Similarly, the American vision of a Muslim takeover of Europe – creating a new continent called “Eurabia” – relies on projecting demographic trends to their limit and beyond. Weigel fantasises about a day when “the muezzin summons the faithful to prayer from the central loggia of St Peter’s in Rome”. Given that just 1.7 per cent of the Italian population is currently Muslim, that seems a long way off. Of the 456m people of the EU, just 15m to 16m are Muslim.

Of course, rapid immigration from the developing world, combined with higher fertility rates among immigrant populations, means that the Muslim population of Europe is likely to rise sharply. In some places such as France, where Muslims already make up 7-10 per cent of the population, the changes could be quite dramatic.

Until a few years ago, mainstream European opinion would have shrugged off rising Muslim populations as unworthy of debate. But that is no longer the case. Just this week in Britain, there has been heated argument over the wearing of the veil by school teachers and the radicalisation of Muslim students. One recent poll found that nearly one-third of young British Muslims agreed that the July 2005 bombings in London were “justified because of British support for the war on terror”.

That is a truly alarming picture. But it is also a snapshot. There is no doubt that tensions between Muslims and other Europeans are unprecedentedly high after September 11 2001, the Iraq war, riots in Paris and terrorism in London, Madrid and Amsterdam. It is certainly possible that things will just get worse. But it is not inevitable.
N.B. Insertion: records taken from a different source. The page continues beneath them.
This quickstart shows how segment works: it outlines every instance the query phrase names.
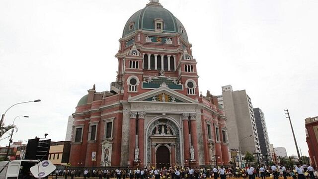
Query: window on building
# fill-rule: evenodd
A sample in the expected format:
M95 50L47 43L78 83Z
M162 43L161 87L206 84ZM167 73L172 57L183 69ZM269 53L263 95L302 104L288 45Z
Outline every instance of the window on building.
M187 92L188 94L195 94L195 87L194 86L194 82L192 81L189 81L186 85L187 86Z
M137 91L138 80L135 78L131 78L128 81L128 91Z
M209 139L211 139L212 136L211 134L211 125L208 124L208 138Z
M227 143L227 133L225 130L222 130L222 140L223 140L223 143Z
M82 133L82 128L77 128L75 130L75 140L74 142L81 142L81 133Z
M150 69L155 70L155 55L150 56Z
M138 61L132 60L129 61L129 68L138 69Z
M106 131L105 136L106 138L109 138L112 137L112 130L113 127L113 122L108 122L106 123Z
M174 59L173 57L170 57L170 70L172 71L175 70L174 69Z
M129 30L131 30L134 28L134 23L131 23L129 24Z
M90 140L96 140L96 125L92 125L90 126L90 137L89 138Z
M161 31L161 23L160 22L157 22L156 23L156 29L158 31Z
M163 69L168 71L168 57L165 55L163 57Z
M218 127L215 127L215 137L217 141L220 141L220 131Z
Zachary Shore, author of Breeding Bin Ladens (Johns Hopkins) and the only one of the American authors to have taken the trouble to talk to a lot of European Muslims, sees Europe’s Muslim population as poised “at a critical fork in the road: one trail leads them to western integration, the other sets a course for alienation and possible extremism”.

European governments are acutely aware of this and are changing policies in response. The British are rethinking their “multicultural” approach to immigration; the French are considering positive discrimination; the Danes have cracked down on arranged marriages. Who knows – some of these policies may even work. If they do not, politics and policies will change again. Of all the many scenarios for the future of Europe, perhaps the least likely is that Europeans simply sleep-walk off a cliff.